Grégoire Boehm : Tout à fait ! C’est d’ailleurs la volonté du territoire lyonnais, qui souhaite continuer à développer le recours au gaz vert. Plusieurs projets de méthaniseurs sont lancés avec la Métropole et notamment celui de la méthanisation des boues issues de la station d’épuration de Pierre Bénite. De plus, le territoire se projette sur la mobilité au bioGNV. Par exemple, les bennes à ordures ménagères, bus et cars publics de Lyon Métropole sont de plus en plus alimentés par du bioGNV local, produit via la station d’épuration Aqualyon La Feyssine. Enfin, il existe actuellement un schéma directeur pour définir l’implantation des stations GNV dans la collectivité.

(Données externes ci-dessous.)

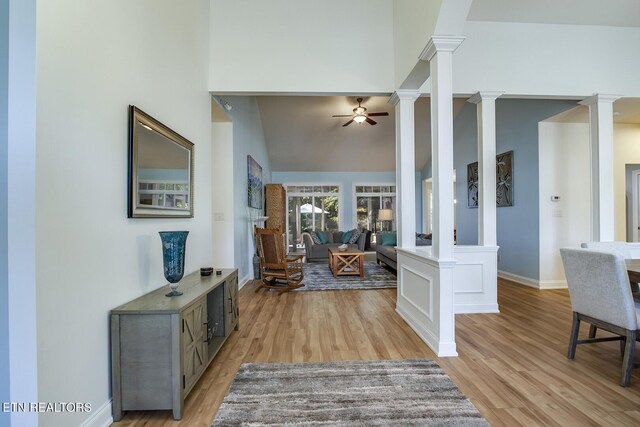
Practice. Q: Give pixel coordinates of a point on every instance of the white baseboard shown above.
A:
(441, 349)
(246, 279)
(101, 417)
(533, 283)
(476, 308)
(553, 284)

Etienne Philippe : Comme dit précédemment, l’essentiel de la production de gaz vert viendra de la méthanisation. Plus d’une vingtaine de projets de gazéification et de méthanation émergent actuellement en France. Ces filières devraient prendre leur essor dans les prochaines années, avec la standardisation du cadre réglementaire grâce aux premiers projets et la mise en place de dispositifs de soutien adaptés. La gazéification a un vrai rôle à jouer dans la valorisation des déchets résiduels difficiles à traiter. Enfin, la méthanation pourrait permettre d’atteindre 40 TWh si de tels projets sont adossés à chaque méthaniseur, comme à Pau, en complément d’usages directs de l’hydrogène. Tout s’accélère !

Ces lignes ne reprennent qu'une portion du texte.